Ninety-five years ago in the little town of Brevig Mission, Alaska, a deadly new virus called Spanish influenza struck quickly and brutally. It killed 90 percent of the town’s Inuit population, leaving scores of corpses that few survivors were willing to touch. The Alaskan territorial government hired gold miners from Nome to travel to flu-ravaged towns and bury the dead. The miners arrived in Brevig Mission shortly after the medical calamity, tossed the victims into a pit two meters deep, and covered them with permafrost.
The flu victims remained untouched until 1951, when a team of scientists dug up the bodies, cracked open four cadavers’ rib cages, scooped out chunks of their lungs, and studied the tissue in a lab. But they were unable to recover the virus and threw out the specimens. Nearly 50 years later, scientists dug up another victim from the same site, this time a better preserved, mostly frozen, obese woman, and successfully extracted viral RNA. In 2005, a team of scientists finally completed the project, sequencing the full genome of the viral RNA. But they still don’t know exactly why it caused the Spanish flu pandemic.
There’s no single reason why the deadliest pandemic in modern history is still mysterious. Scientists have pinpointed the origins of recent influenza outbreaks like swine flu and bird flu with relative ease, arming the international health community with an arsenal of tests and vaccines to fight back. And a flu virus isn’t particularly complex; it’s just a stretch of RNA transmitted between animals, human and nonhuman, that has evolved to mutate quickly enough to outpace any long-term immunity.
But one stretch of RNA can wreak a lot of havoc. Spanish influenza killed about 50 million people (estimates vary), including 675,000 in the United States, and up to 40 percent of the world’s population was stricken with the flu. Unusually for the flu, the pandemic afflicted the young more than the old. Scientists have since established that the disease triggered an overreaction by the immune system, thus turning a young person’s robust immune system against itself. (Bird flu and swine flu were similarly more deadly in young people.) Victims’ lungs overflowed with fluid while their skin, deprived of oxygen, became mottled and discolored. Many sufferers came down with severe nosebleeds—some spewed blood out of their nostrils with such force that nurses had to duck to avoid the flow. Those unable to recover eventually drowned in their own bodily fluids.
Horrifying as the flu was, its reign of terror was mercifully brief: By late 1919, the flu had largely disappeared. Although its survivors and their children faced lifelong health problems, those dark years were largely struck from cultural memory. (Downton Abbey did kill off a character with Spanish influenza, primarily as means to wiggle out of a messy love triangle.)

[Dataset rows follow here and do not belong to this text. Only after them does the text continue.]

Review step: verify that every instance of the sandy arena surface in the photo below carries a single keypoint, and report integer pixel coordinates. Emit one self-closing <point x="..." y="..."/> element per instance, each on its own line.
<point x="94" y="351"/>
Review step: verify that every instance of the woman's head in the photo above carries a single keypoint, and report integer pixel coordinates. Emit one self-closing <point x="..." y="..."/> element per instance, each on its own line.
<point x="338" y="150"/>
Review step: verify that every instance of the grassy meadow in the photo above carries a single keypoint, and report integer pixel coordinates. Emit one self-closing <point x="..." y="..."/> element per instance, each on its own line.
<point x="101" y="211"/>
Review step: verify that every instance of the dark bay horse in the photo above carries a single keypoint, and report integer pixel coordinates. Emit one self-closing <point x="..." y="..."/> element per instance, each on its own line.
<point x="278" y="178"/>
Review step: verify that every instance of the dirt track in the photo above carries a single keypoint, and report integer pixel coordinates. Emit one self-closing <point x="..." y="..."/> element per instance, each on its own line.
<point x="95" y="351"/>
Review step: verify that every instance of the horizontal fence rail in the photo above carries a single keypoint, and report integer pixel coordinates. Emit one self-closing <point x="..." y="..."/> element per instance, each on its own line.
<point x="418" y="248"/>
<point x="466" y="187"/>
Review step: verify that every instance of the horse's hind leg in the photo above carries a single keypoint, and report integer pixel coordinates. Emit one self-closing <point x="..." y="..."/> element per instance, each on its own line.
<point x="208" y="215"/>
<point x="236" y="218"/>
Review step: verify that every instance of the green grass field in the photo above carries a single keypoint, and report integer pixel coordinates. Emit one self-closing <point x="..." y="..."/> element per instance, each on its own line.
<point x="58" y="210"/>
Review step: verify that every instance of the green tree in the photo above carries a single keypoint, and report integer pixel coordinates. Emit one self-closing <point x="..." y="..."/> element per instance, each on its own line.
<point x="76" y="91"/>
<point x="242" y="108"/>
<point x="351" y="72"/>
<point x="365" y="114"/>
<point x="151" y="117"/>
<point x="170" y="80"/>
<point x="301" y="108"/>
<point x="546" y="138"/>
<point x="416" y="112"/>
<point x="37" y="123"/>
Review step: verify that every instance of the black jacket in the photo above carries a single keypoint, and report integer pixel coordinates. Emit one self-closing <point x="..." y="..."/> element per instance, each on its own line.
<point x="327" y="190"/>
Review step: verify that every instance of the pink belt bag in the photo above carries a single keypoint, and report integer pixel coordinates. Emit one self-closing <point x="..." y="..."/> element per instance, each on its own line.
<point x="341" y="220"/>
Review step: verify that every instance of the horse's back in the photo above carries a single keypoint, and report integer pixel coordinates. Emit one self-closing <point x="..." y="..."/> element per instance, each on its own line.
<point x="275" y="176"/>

Scientists, however, never forgot the mysterious pandemic, and research into the 1918 flu experienced something of a renaissance in recent years. In addition to the exhumed Inuit, scientists have studied the organs of flu-suffering soldiers, including a long-forgotten piece of lung tissue stored at a military pathology institute in Washington. Just five years ago, British scientists exhumed the body of Sir Mark Sykes, a British diplomat who was buried in a lead coffin after dying of Spanish influenza in 1919. The scientists had hoped Sykes’ special casket might have preserved his body, allowing his organs to be studied and more potential flu RNA to be extracted and sequenced. But the coffin had caved in on the diplomat sometime between 1919 and 2008, and his body tissue was decomposed.